Two recent court cases illustrate why carefully drafting and monitoring estate documents is essential to avoid undesirable outcomes, particularly when divorce is involved, said Sharon Klein, president of the Tri-State Region for Wilmington Trust.

One involved decanting, the process whereby the trustee of an otherwise irrevocable trust can transfer trust assets into a new trust with different terms. The Connecticut Supreme Court authorized decanting in the divorce action, though “its use extends far beyond the divorce context,” Klein said.

In the case, a divorcing husband was the beneficiary of a 1983 trust set up by his father. The trustees transferred the assets into a new trust in 2011 to prevent the wife from reaching the assets. The new trust extinguished his right to request trust assets, and made distributions solely discretionary with the trustees.

The Connecticut court asked the Supreme Judicial Court of Massachusetts, where the trusts were settled, to determine whether the trustees’ action was a valid exercise of their powers under the 1983 trust. The Massachusetts court said the decanting was authorized, and the Connecticut court adopted that opinion. It also ruled that although it could have divided the assets, as requested by the wife, while they were in the 1983 trust, it could not reach them once they had been moved into the 2011 trust.

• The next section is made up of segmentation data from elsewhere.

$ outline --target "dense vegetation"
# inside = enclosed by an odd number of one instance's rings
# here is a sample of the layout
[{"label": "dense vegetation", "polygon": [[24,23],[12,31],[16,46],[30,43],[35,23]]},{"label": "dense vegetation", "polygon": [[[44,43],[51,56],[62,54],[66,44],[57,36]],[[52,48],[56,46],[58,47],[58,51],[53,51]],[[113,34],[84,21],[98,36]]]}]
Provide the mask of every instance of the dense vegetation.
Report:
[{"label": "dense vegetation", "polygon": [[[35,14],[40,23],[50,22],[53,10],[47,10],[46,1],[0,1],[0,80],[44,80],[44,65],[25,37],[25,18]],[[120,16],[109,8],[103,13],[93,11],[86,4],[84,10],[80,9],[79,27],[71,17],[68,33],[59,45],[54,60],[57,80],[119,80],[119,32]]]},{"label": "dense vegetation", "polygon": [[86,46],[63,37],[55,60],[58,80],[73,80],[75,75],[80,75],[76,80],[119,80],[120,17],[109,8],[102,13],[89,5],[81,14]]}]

In other words, the decanting succeeded in preventing the assets from being divided in the divorce settlement. “Decanting can be a tremendous tool for dealing with changed circumstances, correcting mistakes, facilitating tax benefits or optimizing a trust’s administration,” Klein said.

In-Laws As Trustees

In a New York case, a deceased woman’s will named her husband as her beneficiary and executor and her father-in-law as the alternate executor and beneficiary. The couple was divorced at the time of her death, and under New York State law, the ex-husband was disqualified from serving as executor and beneficiary. However, the disqualification did not extend to his father, who, it was presumed, would leave the inherited assets to his son. The court acknowledged this end-run around the statute, but ruled that the statute did not revoke bequests to relatives of ex-spouses.

Klein noted that the law in some states revokes dispositions to, and executor/trustee nominations of, both a former spouse and his or her relatives. Such a law would have prevented the harsh result in the New York case. However, it might also prevent a decedent’s intent from being realized in cases where bequests to relatives of an ex-spouse are still intended despite a divorce.

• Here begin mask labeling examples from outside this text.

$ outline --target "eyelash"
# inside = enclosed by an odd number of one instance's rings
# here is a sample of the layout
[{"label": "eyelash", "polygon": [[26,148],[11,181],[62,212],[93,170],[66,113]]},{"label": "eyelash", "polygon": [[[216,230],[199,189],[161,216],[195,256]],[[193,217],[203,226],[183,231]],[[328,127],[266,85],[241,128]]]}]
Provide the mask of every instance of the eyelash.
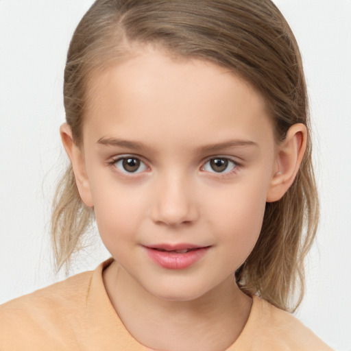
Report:
[{"label": "eyelash", "polygon": [[[140,162],[141,165],[143,164],[145,167],[149,168],[149,167],[148,167],[147,165],[146,165],[146,164],[139,157],[137,157],[137,156],[133,156],[133,155],[125,155],[125,156],[120,156],[120,157],[117,157],[116,158],[114,158],[114,159],[111,160],[111,161],[110,161],[108,162],[108,165],[110,166],[110,167],[114,167],[114,171],[118,172],[119,173],[120,173],[120,174],[121,174],[123,176],[127,176],[127,177],[135,176],[133,176],[133,175],[138,174],[138,173],[141,173],[141,172],[143,171],[143,170],[142,171],[139,171],[139,168],[140,167],[138,167],[138,169],[136,171],[134,171],[134,172],[128,172],[125,169],[124,169],[124,171],[121,171],[121,170],[118,169],[117,167],[116,167],[116,164],[117,162],[119,162],[123,161],[123,160],[128,160],[128,159],[136,160],[138,162]],[[210,162],[211,160],[221,160],[222,161],[223,160],[228,161],[228,166],[227,166],[227,167],[226,167],[226,169],[228,168],[228,167],[229,167],[229,165],[230,164],[232,164],[232,168],[229,171],[227,171],[227,172],[223,172],[223,171],[222,171],[222,172],[216,172],[215,171],[208,171],[210,173],[213,173],[213,175],[215,175],[215,176],[217,176],[217,177],[224,178],[226,176],[231,176],[232,174],[235,173],[237,171],[237,168],[241,166],[241,165],[239,165],[237,162],[234,161],[234,160],[232,160],[232,159],[231,159],[230,158],[223,157],[223,156],[213,156],[213,157],[210,157],[209,158],[207,158],[207,160],[204,162],[204,165],[201,167],[200,170],[203,171],[204,167],[205,167],[205,166],[208,162]]]}]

Proposed legislation introduced in the New York State legislature this year would address both situations. It would continue to revoke dispositions to divorced spouses. Those to relatives of ex-spouses would be presumed to be revoked, though the proposal would allow the possibility to introduce evidence showing that the decedent intended those dispositions to take effect, even in light of the divorce.

Klein said spouses who are still in the process of getting divorced would not be able to rely on state default law to revoke bequests to an ex-spouse. “In order for a statutory presumption to apply, there must be a formal decree or judgment ending the marital relationship,” she said. That’s one reason why clients should ensure their planning documents reflect their intent, she added.